Bitter Harvest Moon
1914, Hull. When war is declared, Emily Walker is an impressionable eleven-year-old. Her two elder brothers join up, as does Robert, the boy next door to their new family home, who joins the Royal Flying Corps as a pilot. Emily matures and falls in love with Robert, but it is her mother’s sister, Aunt Eleanor, an independent ex-suffragette, who influences her, more so than her father, a stern bank manager, and her mother, a housewife who keeps their home in perfect order.
Situated on the east coast of England and a major port, Hull is a target for German warfare from the air, in the form of Zeppelins, and sea. Bitter Harvest Moon shows the devastation. When Edward is killed on the western front and David is discharged from the army suffering from shell shock (now understood as PTSD), Emily’s mother suffers from depression, and her father’s staunch belief in traditional values is rattled.
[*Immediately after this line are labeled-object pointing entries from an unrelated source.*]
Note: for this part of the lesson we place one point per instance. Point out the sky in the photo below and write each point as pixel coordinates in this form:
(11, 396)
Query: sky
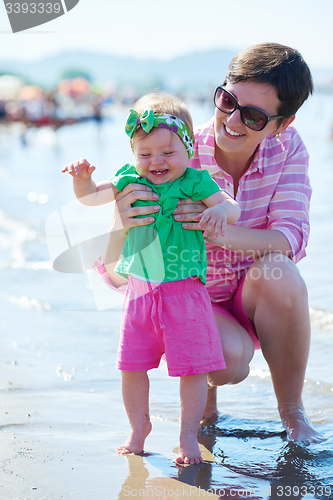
(158, 29)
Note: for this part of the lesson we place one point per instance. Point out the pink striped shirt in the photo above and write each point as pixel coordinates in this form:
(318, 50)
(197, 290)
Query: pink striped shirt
(274, 193)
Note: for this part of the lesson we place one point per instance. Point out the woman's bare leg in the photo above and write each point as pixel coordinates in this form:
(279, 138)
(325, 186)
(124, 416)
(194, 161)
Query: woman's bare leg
(193, 397)
(238, 351)
(135, 391)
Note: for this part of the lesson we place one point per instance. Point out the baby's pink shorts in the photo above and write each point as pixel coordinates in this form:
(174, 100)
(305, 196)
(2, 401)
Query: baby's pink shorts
(175, 318)
(233, 309)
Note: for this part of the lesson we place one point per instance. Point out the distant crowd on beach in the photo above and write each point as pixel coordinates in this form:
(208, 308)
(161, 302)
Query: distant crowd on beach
(74, 100)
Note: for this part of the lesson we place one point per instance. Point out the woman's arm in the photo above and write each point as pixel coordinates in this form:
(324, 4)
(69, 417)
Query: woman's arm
(251, 242)
(86, 190)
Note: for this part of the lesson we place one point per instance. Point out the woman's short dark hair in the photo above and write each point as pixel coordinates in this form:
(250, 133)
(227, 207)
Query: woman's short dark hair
(278, 65)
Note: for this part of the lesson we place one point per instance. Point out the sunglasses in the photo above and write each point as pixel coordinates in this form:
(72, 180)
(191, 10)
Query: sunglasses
(253, 118)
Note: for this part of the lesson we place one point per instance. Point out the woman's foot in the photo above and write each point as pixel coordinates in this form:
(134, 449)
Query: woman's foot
(135, 441)
(211, 412)
(189, 452)
(298, 426)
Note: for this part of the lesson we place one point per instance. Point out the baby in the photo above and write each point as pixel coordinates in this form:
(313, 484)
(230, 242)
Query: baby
(167, 310)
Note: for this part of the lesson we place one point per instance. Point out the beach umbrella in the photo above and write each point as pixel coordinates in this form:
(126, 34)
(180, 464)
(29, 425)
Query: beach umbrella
(30, 93)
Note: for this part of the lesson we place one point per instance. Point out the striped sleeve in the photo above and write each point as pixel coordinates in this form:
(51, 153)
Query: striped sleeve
(288, 210)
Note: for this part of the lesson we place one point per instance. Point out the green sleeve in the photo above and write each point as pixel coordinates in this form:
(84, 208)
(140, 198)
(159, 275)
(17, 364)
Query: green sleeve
(124, 176)
(204, 186)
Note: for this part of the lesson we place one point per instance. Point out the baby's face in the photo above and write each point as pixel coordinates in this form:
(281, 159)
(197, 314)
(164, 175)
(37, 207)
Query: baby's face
(160, 157)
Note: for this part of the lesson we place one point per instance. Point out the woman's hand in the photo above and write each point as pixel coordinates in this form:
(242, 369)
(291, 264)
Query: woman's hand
(125, 213)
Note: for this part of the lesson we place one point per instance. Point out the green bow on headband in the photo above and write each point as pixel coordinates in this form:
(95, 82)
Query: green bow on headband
(147, 120)
(134, 120)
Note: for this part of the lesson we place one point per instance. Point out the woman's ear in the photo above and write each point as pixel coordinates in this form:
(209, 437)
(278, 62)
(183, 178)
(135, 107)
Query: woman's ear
(286, 122)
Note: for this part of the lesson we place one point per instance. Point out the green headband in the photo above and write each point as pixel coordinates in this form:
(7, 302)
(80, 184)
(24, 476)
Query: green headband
(148, 120)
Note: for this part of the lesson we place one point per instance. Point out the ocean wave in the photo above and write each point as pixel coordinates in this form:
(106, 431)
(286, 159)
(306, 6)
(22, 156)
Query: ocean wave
(321, 319)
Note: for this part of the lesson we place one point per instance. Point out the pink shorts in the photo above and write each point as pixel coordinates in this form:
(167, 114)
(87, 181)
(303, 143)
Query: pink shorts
(175, 318)
(234, 309)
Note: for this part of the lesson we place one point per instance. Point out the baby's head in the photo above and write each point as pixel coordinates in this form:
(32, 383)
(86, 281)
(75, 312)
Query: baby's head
(161, 131)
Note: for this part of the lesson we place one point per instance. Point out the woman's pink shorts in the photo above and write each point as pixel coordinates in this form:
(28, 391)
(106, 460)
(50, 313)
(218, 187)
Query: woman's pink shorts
(175, 318)
(234, 309)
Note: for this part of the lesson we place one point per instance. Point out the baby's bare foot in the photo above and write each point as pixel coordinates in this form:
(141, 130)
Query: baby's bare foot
(211, 413)
(189, 452)
(298, 426)
(135, 442)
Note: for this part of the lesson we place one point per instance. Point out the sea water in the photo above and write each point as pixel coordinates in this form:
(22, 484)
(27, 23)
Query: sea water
(59, 389)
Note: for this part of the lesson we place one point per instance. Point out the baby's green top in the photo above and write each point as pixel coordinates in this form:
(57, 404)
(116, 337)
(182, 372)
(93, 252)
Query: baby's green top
(163, 250)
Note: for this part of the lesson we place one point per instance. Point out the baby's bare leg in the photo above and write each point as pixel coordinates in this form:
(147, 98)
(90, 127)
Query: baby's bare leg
(135, 390)
(193, 397)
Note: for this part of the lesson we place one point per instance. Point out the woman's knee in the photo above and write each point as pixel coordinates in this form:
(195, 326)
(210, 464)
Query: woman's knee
(277, 278)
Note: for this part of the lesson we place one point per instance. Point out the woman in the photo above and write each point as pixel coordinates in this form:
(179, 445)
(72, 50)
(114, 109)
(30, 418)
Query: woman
(251, 149)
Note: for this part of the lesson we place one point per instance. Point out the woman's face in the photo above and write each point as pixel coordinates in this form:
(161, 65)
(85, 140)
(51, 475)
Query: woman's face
(231, 135)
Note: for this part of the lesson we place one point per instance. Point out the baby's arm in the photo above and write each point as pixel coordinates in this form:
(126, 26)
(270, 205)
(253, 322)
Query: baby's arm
(85, 189)
(222, 210)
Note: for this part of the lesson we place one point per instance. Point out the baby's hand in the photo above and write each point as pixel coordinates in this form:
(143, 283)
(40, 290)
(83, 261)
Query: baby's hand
(79, 169)
(213, 219)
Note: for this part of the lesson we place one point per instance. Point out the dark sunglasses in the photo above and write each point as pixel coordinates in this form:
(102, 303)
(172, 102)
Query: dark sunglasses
(253, 118)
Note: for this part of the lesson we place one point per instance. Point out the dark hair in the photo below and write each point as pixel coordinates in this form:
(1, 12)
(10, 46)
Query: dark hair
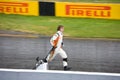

With the news that Robert has been reported as missing and presumed dead, Emily faces even more anguish. When he dies, not from war but a car crash once back home, the futility of war hits her hard.
Although the novel is fastidiously researched, Emily is too passive to be a compelling lead character. She doesn’t make things happen; things happen to her. She works in a London hospital briefly but mainly stays in Hull, and while realistic, this doesn’t make for a gripping story. The author knows his history and renders it, in great detail, at the expense of page-turning action. The novel will resonate with those who know Hull, but otherwise may be of limited interest, given the very many books that describe life in the fateful years of 1914-1918.